Progressive Disclosure
Here’s a design principle that took me a while to appreciate: the agent doesn’t load the full skill upfront. It works in two phases:
Phase 1 — Discovery (~100 tokens): The agent reads the name and description of every available skill. This is cheap. For 20 skills, that’s ~2,000 tokens of metadata.
Phase 2 — Activation (<5,000 tokens): When the agent decides a skill is relevant (based on the description matching the user’s request), it loads the full SKILL.md. This is the full instruction set, but only for the activated skill.
User says: "Can you review my deploy plan?"
Agent thinks:
→ Scans skill descriptions
→ "deploy-review" description mentions "deploying, releasing, pushing to prod"
→ Match! Load full SKILL.md
→ Now has focused deploy review instructions in context
This is why the description matters so much.

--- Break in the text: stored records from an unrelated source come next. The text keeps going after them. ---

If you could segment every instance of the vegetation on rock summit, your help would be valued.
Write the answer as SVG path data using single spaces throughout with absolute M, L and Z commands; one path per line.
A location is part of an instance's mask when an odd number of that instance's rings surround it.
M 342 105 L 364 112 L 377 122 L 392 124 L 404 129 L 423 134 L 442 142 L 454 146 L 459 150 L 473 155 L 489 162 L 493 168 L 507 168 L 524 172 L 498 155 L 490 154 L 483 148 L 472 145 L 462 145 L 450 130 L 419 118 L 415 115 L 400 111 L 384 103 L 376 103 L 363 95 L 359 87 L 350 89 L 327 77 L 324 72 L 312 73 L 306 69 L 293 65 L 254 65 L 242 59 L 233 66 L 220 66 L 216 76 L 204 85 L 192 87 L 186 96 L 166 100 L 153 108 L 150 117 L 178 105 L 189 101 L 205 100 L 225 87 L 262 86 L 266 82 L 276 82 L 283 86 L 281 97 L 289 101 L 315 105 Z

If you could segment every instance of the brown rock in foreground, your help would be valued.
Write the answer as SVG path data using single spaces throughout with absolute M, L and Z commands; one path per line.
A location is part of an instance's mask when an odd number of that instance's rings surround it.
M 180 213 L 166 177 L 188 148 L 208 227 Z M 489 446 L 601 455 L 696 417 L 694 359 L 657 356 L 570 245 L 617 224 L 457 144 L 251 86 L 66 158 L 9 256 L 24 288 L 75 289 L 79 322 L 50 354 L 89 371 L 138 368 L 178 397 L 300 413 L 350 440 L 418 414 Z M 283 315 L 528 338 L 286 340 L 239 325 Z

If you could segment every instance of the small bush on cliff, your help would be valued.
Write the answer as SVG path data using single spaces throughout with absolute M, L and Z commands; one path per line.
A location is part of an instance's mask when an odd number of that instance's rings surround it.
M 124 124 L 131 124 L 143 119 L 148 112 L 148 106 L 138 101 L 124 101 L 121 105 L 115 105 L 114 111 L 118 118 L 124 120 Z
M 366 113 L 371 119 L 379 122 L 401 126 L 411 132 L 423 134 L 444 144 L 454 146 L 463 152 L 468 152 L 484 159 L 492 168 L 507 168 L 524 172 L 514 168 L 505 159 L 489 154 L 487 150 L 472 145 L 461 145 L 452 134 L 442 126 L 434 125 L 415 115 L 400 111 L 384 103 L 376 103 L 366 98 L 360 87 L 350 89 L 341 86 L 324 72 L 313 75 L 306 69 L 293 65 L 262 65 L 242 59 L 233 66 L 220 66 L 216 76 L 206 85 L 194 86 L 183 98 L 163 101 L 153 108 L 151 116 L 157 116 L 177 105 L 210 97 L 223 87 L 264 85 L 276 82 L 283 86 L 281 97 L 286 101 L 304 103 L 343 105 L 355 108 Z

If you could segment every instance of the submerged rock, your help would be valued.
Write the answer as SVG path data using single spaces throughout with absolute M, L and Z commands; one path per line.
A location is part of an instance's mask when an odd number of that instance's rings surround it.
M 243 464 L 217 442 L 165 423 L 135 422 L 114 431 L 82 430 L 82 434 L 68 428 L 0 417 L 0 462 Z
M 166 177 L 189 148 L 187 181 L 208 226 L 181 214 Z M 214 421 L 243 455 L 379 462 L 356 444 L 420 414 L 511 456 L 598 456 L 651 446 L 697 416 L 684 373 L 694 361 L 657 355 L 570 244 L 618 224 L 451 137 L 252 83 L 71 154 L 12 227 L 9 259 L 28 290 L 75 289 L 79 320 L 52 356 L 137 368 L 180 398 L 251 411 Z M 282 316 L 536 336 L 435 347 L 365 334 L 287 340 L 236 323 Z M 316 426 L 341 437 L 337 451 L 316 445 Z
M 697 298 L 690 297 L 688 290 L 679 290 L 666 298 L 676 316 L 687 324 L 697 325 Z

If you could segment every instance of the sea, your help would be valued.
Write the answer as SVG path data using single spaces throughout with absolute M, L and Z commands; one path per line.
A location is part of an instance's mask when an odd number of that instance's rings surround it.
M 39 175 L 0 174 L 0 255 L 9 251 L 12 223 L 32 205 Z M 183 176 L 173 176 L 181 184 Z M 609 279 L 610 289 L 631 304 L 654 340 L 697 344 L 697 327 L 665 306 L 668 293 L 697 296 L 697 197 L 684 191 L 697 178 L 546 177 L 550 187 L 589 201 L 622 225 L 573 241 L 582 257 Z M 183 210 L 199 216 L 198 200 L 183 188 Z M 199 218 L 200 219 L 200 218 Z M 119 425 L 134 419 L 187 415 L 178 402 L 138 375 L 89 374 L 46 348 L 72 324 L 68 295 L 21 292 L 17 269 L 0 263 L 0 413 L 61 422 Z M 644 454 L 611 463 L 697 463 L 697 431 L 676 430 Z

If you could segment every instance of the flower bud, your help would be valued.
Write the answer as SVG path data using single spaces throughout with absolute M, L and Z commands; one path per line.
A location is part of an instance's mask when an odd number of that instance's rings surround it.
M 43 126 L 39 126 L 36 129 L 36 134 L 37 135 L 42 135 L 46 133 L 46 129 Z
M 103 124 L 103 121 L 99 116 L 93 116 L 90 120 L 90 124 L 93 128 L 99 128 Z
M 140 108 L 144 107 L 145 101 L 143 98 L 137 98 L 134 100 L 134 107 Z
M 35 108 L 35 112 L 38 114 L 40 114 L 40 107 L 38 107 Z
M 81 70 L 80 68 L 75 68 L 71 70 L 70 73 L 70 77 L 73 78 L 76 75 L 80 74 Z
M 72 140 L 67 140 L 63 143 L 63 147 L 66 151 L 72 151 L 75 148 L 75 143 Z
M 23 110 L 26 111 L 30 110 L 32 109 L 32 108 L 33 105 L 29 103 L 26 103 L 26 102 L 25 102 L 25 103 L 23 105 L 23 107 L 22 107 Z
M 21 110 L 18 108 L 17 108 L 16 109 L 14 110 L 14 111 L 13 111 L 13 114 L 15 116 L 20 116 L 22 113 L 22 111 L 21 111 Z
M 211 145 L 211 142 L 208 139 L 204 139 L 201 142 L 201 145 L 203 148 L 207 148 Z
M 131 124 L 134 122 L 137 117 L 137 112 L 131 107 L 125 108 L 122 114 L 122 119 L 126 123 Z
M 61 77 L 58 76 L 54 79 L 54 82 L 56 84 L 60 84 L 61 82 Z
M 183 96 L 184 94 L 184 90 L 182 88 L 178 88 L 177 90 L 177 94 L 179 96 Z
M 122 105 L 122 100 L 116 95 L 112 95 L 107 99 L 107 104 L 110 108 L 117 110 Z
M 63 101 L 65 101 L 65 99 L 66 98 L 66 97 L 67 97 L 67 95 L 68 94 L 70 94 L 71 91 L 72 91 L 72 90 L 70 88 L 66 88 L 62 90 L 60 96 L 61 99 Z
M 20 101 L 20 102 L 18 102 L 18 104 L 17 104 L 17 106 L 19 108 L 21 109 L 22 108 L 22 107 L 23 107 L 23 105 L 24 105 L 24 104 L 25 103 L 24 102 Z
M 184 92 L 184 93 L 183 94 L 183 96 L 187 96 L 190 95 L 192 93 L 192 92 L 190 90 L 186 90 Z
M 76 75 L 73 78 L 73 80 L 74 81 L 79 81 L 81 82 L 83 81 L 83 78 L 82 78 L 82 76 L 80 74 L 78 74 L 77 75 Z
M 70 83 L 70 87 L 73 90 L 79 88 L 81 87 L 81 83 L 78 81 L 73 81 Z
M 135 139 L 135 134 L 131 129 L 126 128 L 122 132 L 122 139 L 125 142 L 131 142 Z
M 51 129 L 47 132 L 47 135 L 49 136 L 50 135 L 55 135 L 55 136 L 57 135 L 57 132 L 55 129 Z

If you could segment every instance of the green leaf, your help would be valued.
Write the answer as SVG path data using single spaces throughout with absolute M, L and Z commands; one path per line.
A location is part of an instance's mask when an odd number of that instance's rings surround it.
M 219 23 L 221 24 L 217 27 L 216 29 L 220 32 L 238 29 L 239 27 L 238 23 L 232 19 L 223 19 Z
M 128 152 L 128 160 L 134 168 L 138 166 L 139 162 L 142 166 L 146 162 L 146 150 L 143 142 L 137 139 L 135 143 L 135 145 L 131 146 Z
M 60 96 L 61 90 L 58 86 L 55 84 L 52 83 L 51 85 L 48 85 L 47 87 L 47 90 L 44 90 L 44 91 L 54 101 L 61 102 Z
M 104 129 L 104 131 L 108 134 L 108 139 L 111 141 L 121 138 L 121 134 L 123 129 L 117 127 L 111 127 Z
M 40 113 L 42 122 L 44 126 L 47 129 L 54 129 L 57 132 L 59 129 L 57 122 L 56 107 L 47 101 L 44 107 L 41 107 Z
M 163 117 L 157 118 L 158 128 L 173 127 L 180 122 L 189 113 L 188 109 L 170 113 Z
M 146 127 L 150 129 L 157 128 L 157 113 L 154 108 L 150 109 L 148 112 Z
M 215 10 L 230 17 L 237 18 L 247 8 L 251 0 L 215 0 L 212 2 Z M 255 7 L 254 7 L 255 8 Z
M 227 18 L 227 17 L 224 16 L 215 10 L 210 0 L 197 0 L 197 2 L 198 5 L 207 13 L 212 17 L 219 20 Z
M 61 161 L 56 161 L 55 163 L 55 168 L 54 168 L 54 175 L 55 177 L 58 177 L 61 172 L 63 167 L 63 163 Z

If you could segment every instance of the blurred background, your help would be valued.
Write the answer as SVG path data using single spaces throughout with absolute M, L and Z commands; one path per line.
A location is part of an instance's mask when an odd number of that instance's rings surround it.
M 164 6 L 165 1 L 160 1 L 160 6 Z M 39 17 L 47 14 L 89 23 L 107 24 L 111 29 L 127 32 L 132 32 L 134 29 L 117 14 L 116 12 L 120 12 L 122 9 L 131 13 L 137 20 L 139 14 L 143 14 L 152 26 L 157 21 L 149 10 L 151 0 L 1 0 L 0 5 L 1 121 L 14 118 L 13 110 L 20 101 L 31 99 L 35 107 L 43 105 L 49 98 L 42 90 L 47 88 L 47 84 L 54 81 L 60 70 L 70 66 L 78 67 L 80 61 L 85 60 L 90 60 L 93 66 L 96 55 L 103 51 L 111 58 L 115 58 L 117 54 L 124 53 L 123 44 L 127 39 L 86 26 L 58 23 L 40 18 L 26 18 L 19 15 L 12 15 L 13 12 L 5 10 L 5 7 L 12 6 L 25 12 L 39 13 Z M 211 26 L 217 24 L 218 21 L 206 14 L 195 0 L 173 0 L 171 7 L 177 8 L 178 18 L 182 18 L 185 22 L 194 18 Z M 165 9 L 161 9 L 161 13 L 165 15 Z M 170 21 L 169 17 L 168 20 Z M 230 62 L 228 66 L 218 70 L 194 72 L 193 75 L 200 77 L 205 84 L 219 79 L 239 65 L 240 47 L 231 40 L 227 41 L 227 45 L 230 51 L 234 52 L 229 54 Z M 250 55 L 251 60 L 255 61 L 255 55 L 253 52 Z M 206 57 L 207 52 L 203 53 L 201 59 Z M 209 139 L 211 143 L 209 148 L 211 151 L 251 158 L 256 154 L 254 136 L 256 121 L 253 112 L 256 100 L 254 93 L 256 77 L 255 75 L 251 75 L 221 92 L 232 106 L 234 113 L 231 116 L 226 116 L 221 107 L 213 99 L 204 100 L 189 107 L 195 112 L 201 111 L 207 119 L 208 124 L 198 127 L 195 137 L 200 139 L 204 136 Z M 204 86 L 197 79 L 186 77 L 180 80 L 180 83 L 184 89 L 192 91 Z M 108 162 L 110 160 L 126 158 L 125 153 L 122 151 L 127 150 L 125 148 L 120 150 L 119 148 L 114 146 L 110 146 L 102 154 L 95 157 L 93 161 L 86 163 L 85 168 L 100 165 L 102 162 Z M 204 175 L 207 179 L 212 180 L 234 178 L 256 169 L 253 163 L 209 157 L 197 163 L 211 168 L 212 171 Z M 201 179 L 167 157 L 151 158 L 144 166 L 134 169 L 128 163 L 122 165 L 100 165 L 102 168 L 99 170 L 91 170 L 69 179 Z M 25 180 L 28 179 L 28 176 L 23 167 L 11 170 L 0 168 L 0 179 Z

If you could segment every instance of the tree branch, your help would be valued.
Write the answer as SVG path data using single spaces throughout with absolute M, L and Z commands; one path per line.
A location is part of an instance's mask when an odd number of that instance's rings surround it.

A bad description means the skill never gets activated:
# Bad — too vague, model won't match it to user intent
description: "Helps with deployments."
# Good — includes trigger words and explains the capability
description: >
Reviews deployment plans for safety and correctness before
pushing to production. Use when the user mentions deploying,
releasing, shipping, or pushing to prod.
Supporting Files
For complex skills, the SKILL.md stays focused and references separate files for the heavy stuff:
# Deploy Review
## Detailed runbook
For the full production deployment runbook,
read `references/RUNBOOK.md`.
## Validation script
Run `scripts/check_deploy.sh` to perform automated checks
before the manual review.
The agent loads RUNBOOK.md only when it needs the detailed steps, not every time the skill activates. This keeps the token budget tight and avoids drowning the model in irrelevant detail.
Skills Across Agentic Harnesses
The Agent Skills specification is an open standard, which means the same SKILL.md file works across multiple tools. In practice, there are quirks. Let me walk through how skills integrate with three major agentic harnesses, using our deploy-review skill as the running example.
Claude Code
Claude Code has the most mature skills implementation. Skills live in a few places, in priority order:
~/.claude/skills/deploy-review/SKILL.md # Personal (all projects)
.claude/skills/deploy-review/SKILL.md # Project-level (this repo)
Project-level skills are the most common. They travel with the repo, so your whole team gets them via git pull.
Claude Code adds some extensions beyond the base spec:
---
name: deploy-review
description: "Reviews deployment plans..."
user-invocable: true
allowed-tools: ["Bash", "Read", "Glob", "Grep"]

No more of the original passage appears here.